By John J. Miller & Ramesh Ponnuru
September 17, 2001 2:50 p.m.

 

fter a 1983 terrorist attack on the Marine barracks in Lebanon left 241 soldiers dead and 105 injured, President Reagan insisted that the United States wouldn't back down: "We must be more determined than ever that [terrorists] cannot take over that vital and strategic part of the earth or, for that matter, any other part of the earth."

What a shame if the airport named after that president were to shut down in the wake of last Tuesday's attacks. Ronald Reagan Washington National Airport remains closed today; it looks like a 21st-century ghost town. There are some suggestions that it may not open for commercial air travel ever again.

The reason is its proximity to Washington, D.C. As anybody who has taken off to the north knows, some of the most spectacular views of the national capital may be had by people sitting in window seats on the side of the plane facing eastward. Just as it probably won't be possible for a long time to look at jumbo jets and not think of aerial terrorism, it may not be possible to take in that city scene and not think about Osama bin Laden's wish list of destruction.

Yet there are some practical points to be made here. None of the hijacked planes left from Reagan National. The one that crashed into the Pentagon departed from Washington Dulles International Airport, which lies outside the Beltway in Virginia and serves the D.C. metropolitan area.

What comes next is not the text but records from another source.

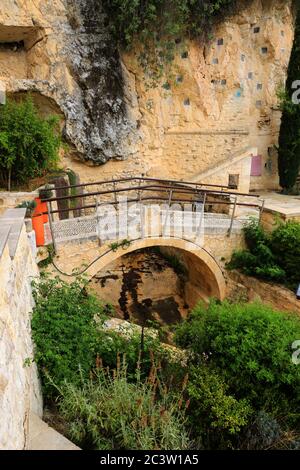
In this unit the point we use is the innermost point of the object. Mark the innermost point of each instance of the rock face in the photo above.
(222, 100)
(64, 51)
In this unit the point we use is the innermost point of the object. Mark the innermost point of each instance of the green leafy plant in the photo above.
(289, 138)
(64, 330)
(274, 256)
(68, 331)
(249, 347)
(113, 412)
(45, 262)
(29, 144)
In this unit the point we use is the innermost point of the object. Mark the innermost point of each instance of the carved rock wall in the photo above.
(222, 99)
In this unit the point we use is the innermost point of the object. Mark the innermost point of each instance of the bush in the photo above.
(250, 348)
(289, 137)
(112, 412)
(214, 414)
(64, 330)
(285, 242)
(29, 144)
(274, 257)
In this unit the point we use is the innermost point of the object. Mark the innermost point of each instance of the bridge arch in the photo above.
(205, 276)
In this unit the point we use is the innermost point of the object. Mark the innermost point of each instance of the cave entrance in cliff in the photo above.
(156, 285)
(15, 44)
(46, 106)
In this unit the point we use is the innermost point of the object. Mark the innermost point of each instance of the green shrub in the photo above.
(112, 412)
(29, 144)
(64, 330)
(289, 137)
(249, 346)
(214, 413)
(274, 257)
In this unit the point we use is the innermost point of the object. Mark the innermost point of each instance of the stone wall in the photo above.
(223, 99)
(19, 385)
(9, 200)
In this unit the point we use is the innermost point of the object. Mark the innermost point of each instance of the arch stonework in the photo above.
(200, 263)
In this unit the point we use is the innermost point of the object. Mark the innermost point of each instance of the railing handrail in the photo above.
(175, 187)
(159, 180)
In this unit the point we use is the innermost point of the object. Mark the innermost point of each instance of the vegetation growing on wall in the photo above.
(237, 389)
(240, 367)
(66, 328)
(162, 24)
(289, 138)
(271, 256)
(29, 144)
(114, 412)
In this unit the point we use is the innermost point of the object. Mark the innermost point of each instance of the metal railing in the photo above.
(147, 190)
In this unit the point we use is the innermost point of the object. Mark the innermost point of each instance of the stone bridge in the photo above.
(201, 240)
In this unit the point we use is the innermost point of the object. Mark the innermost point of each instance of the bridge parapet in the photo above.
(143, 222)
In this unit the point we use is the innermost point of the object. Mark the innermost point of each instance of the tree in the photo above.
(29, 144)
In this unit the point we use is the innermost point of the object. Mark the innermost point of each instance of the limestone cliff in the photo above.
(222, 103)
(62, 49)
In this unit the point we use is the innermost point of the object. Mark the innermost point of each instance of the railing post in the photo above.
(167, 214)
(202, 216)
(51, 228)
(232, 218)
(115, 194)
(142, 218)
(97, 221)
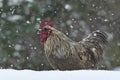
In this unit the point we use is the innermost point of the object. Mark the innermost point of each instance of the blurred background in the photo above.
(20, 47)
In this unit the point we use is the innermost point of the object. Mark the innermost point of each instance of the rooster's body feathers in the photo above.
(66, 54)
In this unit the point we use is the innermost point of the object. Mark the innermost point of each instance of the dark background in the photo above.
(20, 47)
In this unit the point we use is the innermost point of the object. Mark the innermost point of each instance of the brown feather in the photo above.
(66, 54)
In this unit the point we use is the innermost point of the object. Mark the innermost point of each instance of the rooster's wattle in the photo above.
(66, 54)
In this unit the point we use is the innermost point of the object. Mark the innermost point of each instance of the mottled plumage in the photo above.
(66, 54)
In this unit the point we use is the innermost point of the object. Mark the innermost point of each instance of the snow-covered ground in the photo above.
(9, 74)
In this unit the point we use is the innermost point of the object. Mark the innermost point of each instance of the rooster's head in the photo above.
(45, 30)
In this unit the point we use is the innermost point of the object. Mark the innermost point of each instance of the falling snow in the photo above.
(68, 7)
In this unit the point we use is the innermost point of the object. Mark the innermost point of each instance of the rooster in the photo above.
(65, 54)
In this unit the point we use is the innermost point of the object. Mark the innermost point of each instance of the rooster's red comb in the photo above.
(46, 22)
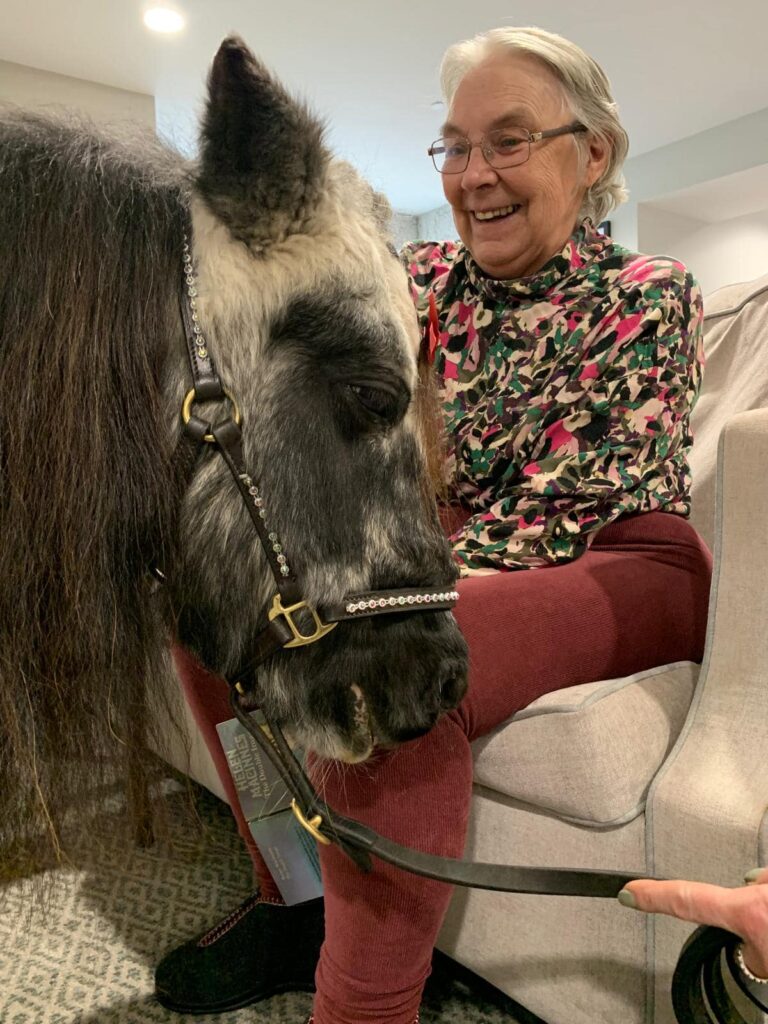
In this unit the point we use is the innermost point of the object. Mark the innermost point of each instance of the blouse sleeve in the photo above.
(615, 441)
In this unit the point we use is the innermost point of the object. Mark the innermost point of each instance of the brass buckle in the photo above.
(312, 825)
(299, 639)
(186, 411)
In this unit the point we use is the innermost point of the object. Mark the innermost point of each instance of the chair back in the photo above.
(735, 380)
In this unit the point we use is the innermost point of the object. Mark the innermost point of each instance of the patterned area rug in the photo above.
(88, 958)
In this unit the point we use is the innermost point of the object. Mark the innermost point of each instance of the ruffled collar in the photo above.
(583, 248)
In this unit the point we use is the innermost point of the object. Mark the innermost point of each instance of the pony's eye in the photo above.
(376, 400)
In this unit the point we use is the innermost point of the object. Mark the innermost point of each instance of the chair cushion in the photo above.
(588, 754)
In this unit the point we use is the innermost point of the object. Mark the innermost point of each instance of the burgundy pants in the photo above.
(635, 600)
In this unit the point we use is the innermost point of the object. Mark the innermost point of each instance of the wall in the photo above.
(437, 225)
(403, 227)
(30, 87)
(727, 148)
(718, 254)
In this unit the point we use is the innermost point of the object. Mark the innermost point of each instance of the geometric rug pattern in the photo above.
(87, 955)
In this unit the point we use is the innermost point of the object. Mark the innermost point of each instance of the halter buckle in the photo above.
(299, 639)
(186, 411)
(311, 825)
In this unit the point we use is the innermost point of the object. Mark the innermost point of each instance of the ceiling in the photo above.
(678, 67)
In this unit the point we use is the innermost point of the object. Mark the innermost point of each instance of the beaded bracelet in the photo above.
(744, 969)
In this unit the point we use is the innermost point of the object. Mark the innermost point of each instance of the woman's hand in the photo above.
(742, 910)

The plane that was reportedly intended to slam into the Capitol, before plunging into the Pennsylvania countryside, left from Newark, N.J. For some reason, these terrorists skipped over Reagan National.

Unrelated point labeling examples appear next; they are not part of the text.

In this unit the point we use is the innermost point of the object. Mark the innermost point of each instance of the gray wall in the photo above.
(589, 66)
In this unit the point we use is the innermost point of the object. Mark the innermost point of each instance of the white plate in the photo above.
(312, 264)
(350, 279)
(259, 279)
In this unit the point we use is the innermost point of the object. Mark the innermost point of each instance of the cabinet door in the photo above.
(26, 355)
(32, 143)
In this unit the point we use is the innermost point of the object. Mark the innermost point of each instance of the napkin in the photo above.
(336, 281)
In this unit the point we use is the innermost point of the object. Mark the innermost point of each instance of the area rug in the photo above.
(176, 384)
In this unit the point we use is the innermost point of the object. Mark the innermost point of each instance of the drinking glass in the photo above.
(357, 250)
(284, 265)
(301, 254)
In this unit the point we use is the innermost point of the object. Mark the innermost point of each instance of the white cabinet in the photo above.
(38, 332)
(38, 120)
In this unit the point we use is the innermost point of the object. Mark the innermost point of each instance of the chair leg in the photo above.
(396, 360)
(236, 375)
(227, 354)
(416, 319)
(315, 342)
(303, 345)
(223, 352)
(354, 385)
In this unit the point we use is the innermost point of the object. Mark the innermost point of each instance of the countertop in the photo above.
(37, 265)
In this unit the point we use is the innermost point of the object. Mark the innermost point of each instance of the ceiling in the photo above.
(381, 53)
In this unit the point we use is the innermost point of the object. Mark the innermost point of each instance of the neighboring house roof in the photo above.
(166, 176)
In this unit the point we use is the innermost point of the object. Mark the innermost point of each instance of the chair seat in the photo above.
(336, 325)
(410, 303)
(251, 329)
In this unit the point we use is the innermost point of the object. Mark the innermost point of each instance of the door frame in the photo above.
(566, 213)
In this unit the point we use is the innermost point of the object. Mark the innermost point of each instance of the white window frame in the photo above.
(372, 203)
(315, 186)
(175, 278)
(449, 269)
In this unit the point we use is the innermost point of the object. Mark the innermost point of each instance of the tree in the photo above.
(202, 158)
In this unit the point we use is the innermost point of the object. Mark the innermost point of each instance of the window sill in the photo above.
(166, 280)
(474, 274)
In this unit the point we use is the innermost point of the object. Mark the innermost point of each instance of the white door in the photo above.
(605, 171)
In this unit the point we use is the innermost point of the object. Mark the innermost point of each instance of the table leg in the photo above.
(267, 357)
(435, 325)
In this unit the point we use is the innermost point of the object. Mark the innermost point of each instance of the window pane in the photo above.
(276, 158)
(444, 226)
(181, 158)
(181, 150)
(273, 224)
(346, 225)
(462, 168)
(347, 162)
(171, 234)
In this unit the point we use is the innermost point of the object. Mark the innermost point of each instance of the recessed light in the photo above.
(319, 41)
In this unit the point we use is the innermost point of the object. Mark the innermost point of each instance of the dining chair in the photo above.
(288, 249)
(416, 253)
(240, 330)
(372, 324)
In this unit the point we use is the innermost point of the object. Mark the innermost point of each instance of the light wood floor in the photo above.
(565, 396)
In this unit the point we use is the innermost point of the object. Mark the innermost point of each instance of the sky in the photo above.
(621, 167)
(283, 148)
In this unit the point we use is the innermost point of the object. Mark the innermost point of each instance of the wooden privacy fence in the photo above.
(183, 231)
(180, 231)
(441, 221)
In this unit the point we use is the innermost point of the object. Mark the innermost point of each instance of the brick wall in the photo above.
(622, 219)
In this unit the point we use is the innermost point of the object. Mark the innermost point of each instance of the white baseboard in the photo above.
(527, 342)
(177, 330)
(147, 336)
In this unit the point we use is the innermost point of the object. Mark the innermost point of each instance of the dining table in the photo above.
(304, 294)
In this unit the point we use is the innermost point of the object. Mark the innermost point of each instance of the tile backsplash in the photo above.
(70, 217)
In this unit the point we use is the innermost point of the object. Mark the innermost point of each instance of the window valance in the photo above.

If an airport in D.C. deserves to be boarded up, why not Dulles — the one that's close enough to pose a significant threat but far enough to let a plane gain some deadly speed and altitude? From right across the Potomac, a plane flying from Reagan National may not have enough momentum to inflict maximum damage or enough space to maneuver with much precision. Besides, hijackers presumably need some time to do their hijacking, which they prefer to do airborne. A takeoff from Washington, D.C., would be out of sight before that could happen.

If proximity really is the problem, though, how many other cities have airports near prime terrorist targets? New York's LaGuardia certainly comes to mind. Perhaps Washington, D.C., is uniquely vulnerable because it is the seat of our government. And so perhaps it should become the most secure airport in the country — armed guards patrolling the concourses, marshals on the flights, and every employee a U.S. citizen.

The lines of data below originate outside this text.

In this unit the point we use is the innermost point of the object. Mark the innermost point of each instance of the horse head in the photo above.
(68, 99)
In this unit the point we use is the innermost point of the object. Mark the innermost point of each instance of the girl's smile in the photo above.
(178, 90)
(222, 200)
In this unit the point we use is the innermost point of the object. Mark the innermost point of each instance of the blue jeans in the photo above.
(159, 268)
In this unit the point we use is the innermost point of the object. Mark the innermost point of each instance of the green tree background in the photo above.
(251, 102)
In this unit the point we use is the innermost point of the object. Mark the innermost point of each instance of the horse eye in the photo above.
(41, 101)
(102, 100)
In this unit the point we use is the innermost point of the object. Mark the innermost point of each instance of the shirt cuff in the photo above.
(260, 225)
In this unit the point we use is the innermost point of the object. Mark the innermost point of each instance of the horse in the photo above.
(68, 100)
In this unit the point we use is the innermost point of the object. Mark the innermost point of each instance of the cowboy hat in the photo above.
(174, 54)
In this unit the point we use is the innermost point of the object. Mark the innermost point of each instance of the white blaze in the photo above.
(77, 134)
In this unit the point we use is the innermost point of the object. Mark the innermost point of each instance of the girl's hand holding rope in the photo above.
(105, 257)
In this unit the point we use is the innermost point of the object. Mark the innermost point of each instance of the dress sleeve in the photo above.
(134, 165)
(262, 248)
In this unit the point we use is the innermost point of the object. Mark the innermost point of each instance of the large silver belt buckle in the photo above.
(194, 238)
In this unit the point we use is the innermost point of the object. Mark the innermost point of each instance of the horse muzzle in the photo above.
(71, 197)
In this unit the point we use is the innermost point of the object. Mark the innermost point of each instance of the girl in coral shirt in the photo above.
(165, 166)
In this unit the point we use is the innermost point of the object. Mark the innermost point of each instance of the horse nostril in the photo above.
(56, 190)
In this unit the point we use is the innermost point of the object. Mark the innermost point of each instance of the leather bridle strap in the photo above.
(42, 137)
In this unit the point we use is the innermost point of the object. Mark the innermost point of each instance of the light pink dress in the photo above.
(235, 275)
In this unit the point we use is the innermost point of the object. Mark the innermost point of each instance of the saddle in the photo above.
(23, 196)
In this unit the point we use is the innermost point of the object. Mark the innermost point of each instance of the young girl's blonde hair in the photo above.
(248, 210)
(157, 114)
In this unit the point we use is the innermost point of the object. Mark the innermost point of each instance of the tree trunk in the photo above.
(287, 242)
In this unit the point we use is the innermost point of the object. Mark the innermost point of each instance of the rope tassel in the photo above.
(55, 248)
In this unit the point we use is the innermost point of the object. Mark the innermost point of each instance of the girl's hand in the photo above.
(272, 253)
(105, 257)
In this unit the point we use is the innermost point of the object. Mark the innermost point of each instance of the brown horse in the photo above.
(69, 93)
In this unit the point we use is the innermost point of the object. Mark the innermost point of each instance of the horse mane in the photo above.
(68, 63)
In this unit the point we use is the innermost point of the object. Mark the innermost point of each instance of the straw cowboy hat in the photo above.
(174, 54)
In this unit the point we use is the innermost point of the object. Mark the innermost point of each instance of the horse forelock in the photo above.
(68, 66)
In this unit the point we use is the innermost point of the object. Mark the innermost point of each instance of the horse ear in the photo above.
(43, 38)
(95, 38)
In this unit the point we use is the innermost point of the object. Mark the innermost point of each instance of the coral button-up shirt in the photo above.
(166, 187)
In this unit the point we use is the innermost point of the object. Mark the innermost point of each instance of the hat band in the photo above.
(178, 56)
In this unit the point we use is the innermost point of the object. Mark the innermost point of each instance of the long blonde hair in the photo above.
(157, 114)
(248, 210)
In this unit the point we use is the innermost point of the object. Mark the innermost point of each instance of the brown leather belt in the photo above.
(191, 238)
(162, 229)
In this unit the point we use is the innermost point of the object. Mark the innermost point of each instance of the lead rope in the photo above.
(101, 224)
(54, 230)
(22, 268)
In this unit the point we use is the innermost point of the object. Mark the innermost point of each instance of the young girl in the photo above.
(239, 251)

The most compelling reason to re-open Reagan National, though, concerns symbolism. Following the Oklahoma City bombing in 1995, the Secret Service convinced President Clinton to block off Pennsylvania Avenue in front of the White House. That decision undermined the spirit of democracy by turning the executive mansion into more of a bunker than it already was. It also seemed possible to reverse: In an interview with NR last year, candidate Bush said he favored re-opening it.

Now everything shifts to Reagan National — the Pennsylvania Avenue of this latest terrorist attack. The irony of President Reagan's words in 1983 — "We must be more determined than ever that [terrorists] cannot take over that vital and strategic part of the earth or, for that matter, any other part of the earth" — is that they turned out not to be true: The United States soon pulled out of Lebanon entirely.

The terrorists already have taken too much from us. Let's not abandon Reagan National Airport, too.